Breakfast cereal also heralded a revolution in marketing. The individual packaging that cereal was sold in provided a free space for advertising and company logos. Kellogg's boxes featured W.K. Kellogg's signature. Quaker Oat containers featured a picture of a generic Quaker man. Elijah's Manna, the cereal manufactured by Post that would become Post Toasties, originally featured a picture of the biblical Elijah being fed by a raven. Breakfast marketing campaigns also made use of premiums, items that customers could receive from the company for purchasing their products. By far the most popular of these items was the "Funny Jungleland Moving Picture Booklet", a booklet aimed at children that featured pictures of animals cut up into pieces that the children could move around and recombine to their heart's content. Customers could receive the booklet after purchasing two boxes of corn flakes, and Kellogg’s gave away over 40 million of them between 1909 and 1933.
While Kellogg's was certainly successful in their marketing attempts, the true master of breakfast cereal advertising (and even the grandfather of American advertising as a whole) was C.W. Post. Prior to Post's advertising revolution, advertising was a relatively frowned upon practice. As the book Cerealizing America: The Unsweetened Story of American Breakfast Cereal states, "In the late nineteenth century, respectable men of finance viewed advertising as little more than legalized gambling.'." The reputation of advertising was that it unfairly manipulated the public into buying products based on potentially dishonest terms. Post, however, had no such qualms and began to relentlessly advertise in papers and other publications. Post's advertisements, which bought him wild success, opened the floodgates for a myriad of other companies to advertise their products and begin reaping the benefits.

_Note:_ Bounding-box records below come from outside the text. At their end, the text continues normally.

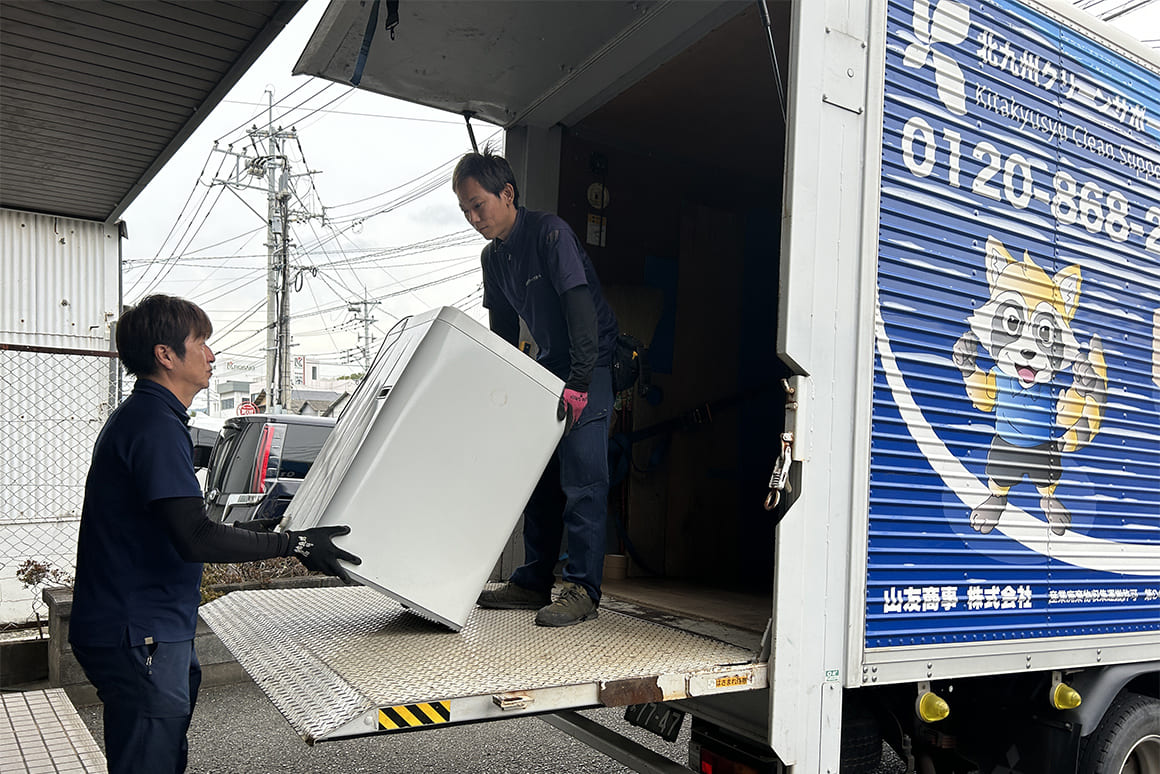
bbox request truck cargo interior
[558,3,789,631]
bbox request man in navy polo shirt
[68,295,360,774]
[451,151,618,627]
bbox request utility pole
[215,89,319,414]
[347,290,379,374]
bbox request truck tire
[1079,693,1160,774]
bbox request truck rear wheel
[1079,693,1160,774]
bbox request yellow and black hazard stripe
[378,701,451,731]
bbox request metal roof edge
[106,0,306,223]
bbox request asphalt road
[78,682,900,774]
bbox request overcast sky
[124,0,1160,389]
[124,0,502,378]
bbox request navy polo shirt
[483,207,619,378]
[68,378,202,646]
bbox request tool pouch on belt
[612,333,650,395]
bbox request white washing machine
[282,306,564,631]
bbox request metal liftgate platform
[202,587,767,744]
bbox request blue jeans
[512,368,615,602]
[73,639,202,774]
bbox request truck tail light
[249,425,274,493]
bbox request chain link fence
[0,345,121,629]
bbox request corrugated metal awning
[0,0,305,222]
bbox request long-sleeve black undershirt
[148,497,291,562]
[560,285,600,392]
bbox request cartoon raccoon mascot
[952,237,1108,535]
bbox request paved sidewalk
[0,688,108,774]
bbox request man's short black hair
[117,294,213,378]
[451,147,520,207]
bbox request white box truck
[201,0,1160,774]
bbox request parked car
[205,414,336,523]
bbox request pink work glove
[556,388,588,433]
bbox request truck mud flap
[202,587,768,744]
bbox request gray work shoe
[536,584,599,627]
[476,580,552,610]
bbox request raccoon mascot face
[970,237,1080,388]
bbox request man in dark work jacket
[68,295,360,774]
[451,152,618,627]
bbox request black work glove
[233,516,282,533]
[287,526,362,584]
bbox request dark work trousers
[73,639,202,774]
[512,368,614,602]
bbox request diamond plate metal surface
[202,587,754,742]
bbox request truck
[201,0,1160,774]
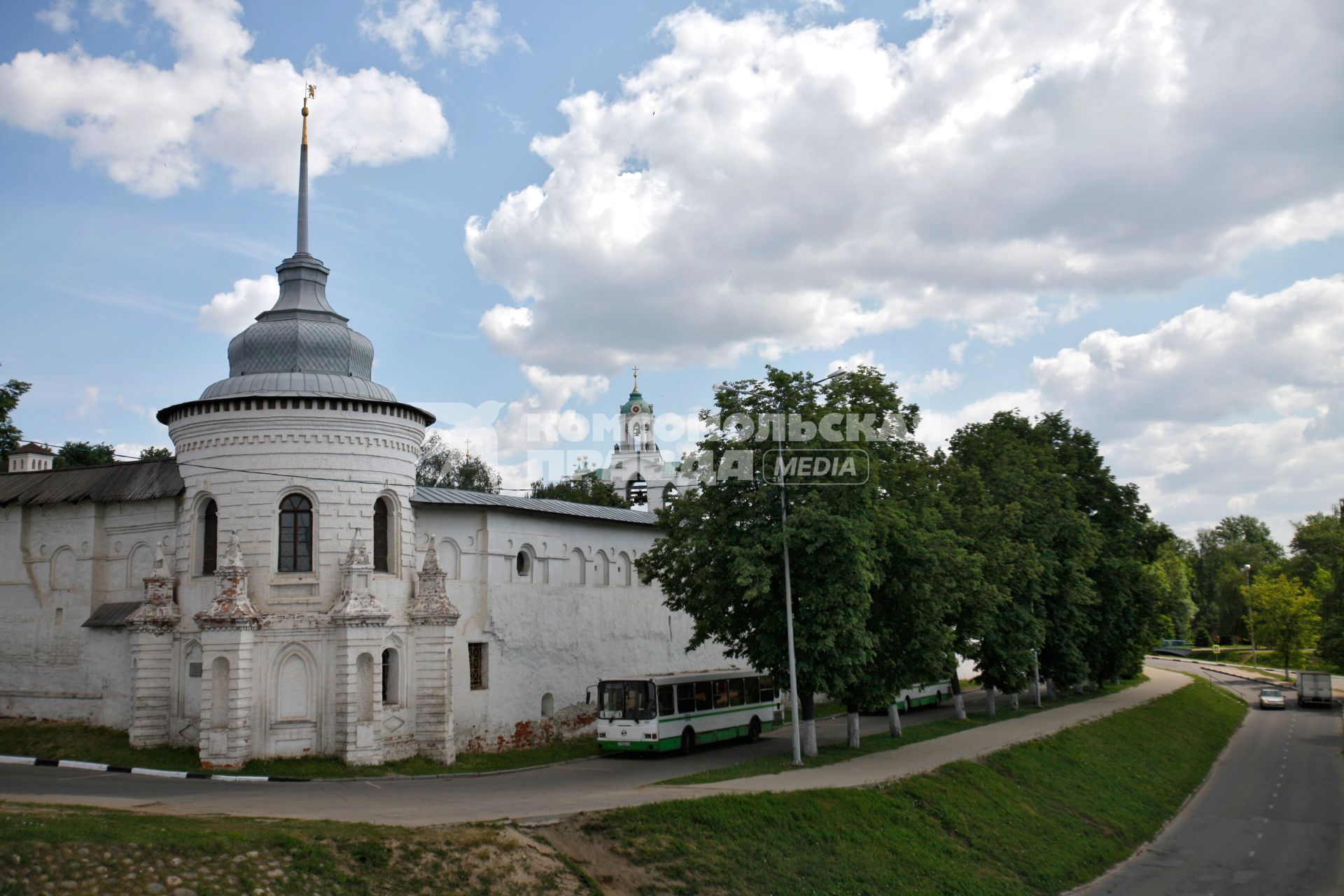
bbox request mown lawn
[582,680,1246,896]
[0,804,593,896]
[659,674,1148,785]
[0,719,598,778]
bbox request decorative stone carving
[195,532,260,629]
[126,547,181,634]
[330,529,393,626]
[410,535,462,626]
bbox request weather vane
[304,85,317,146]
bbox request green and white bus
[596,669,783,752]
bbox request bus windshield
[598,681,657,722]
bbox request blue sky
[0,0,1344,539]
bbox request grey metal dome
[200,253,396,402]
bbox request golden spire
[304,85,317,146]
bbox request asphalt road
[1075,659,1344,896]
[0,690,983,825]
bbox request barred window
[277,494,313,573]
[374,498,388,573]
[466,640,489,690]
[200,498,219,575]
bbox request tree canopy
[0,370,32,473]
[51,442,117,469]
[531,473,630,507]
[415,433,504,494]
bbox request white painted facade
[0,113,723,769]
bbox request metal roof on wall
[0,459,186,504]
[79,601,144,629]
[412,485,657,525]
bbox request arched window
[374,498,388,573]
[277,494,313,573]
[210,657,228,729]
[383,648,402,706]
[200,498,219,575]
[593,551,612,584]
[625,473,649,506]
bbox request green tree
[0,370,32,473]
[638,368,938,755]
[949,411,1100,687]
[1195,514,1284,638]
[1243,575,1328,677]
[51,442,117,469]
[415,433,504,494]
[532,473,630,507]
[1148,539,1199,640]
[1285,504,1344,666]
[1036,412,1175,681]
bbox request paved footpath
[682,666,1191,794]
[0,666,1189,825]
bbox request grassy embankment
[578,680,1246,896]
[0,804,596,896]
[660,674,1148,785]
[0,719,598,778]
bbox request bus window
[746,678,761,703]
[714,678,729,709]
[598,681,653,720]
[729,678,746,706]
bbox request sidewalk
[678,666,1191,795]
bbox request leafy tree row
[638,367,1173,754]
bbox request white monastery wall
[415,505,726,751]
[0,498,177,728]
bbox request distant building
[7,442,57,473]
[591,368,687,510]
[0,97,723,767]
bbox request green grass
[0,804,592,896]
[0,719,598,778]
[659,674,1148,785]
[583,680,1246,896]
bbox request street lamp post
[1242,563,1258,666]
[725,370,844,766]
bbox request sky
[0,0,1344,541]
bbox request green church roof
[621,390,653,414]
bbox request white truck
[1297,672,1335,706]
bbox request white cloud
[0,0,451,196]
[359,0,527,66]
[827,349,887,373]
[904,367,961,395]
[918,275,1344,540]
[465,0,1344,372]
[196,274,279,336]
[34,0,79,34]
[1031,275,1344,434]
[89,0,130,25]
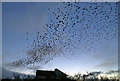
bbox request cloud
[96,58,117,67]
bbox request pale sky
[2,2,118,75]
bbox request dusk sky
[2,2,118,75]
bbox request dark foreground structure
[2,69,75,81]
[36,69,67,79]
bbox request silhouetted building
[36,69,67,79]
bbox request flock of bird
[12,2,118,67]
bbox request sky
[2,2,118,75]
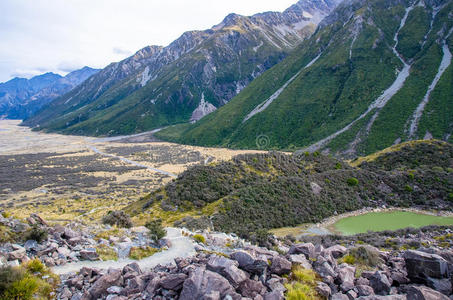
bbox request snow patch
[137,66,151,87]
[409,28,453,139]
[242,53,322,123]
[190,93,217,122]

Post's advertisements also excelled in convincing potential buyers that they had illnesses and ailments they knew nothing of, for which his products were the cure. Post invented ailments such as "brain fag", "coffee heart", and "coffee neuralgia". His ads for Postum demonized coffee, calling it poisonous and hazardous to one's health, and others grouped it along with truly hazardous substances such as cocaine and morphine. Postum advertisements also claimed that the lack of caffeine would aid in sleep for the consumer.
Breakfast cereal helped revolutionized the regulation of advertising as quickly as it revolutionized advertising itself. Post had been advertising Grape Nuts as being more nutritious than another known food. First, the advertisements claimed that the body derived more nourishment from Grape Nuts than from 10 times as much of any other type of food. In 1904, several states published studies on Grape Nuts, showing it to be about as nutritious as oatmeal. Post quickly changed his advertisements, claiming instead that the body derived more nutrition from Grape Nuts than from an equal amount of any other food. With the passage of the Pure Food and Drug Act of 1906, however, required truthful labeling of foods and Grape Nuts advertisements ceased such claims, especially after Post was sued for libel by Collier’s Weekly.
The wildly successful grain based breakfast cereals also had an effect on another aspect of American food culture: meat production. The success of Corn Flakes and Grape Nuts- corn and wheat based cereals, respectively- meant an increased demand for the grains. Conversely, since Americans were switching en masse to ready to eat cereal for breakfast from heavier meat based breakfasts, demand for meat declined. Farmers began to switch from growing cows, pigs, and sheep to wheat and corn. The decline was so sharp that a New York Times article published July 25, 1909 titled "How the Breakfast Foods are Absorbing the Cattle Ranges of the West" predicted that the American working class would have to give up meat entirely since low supply made it scarce and high demand made it expensive. Breakfast cereal also heralded an increased demand for milk, helping lead to better sterilization and increased consumption of the liquid.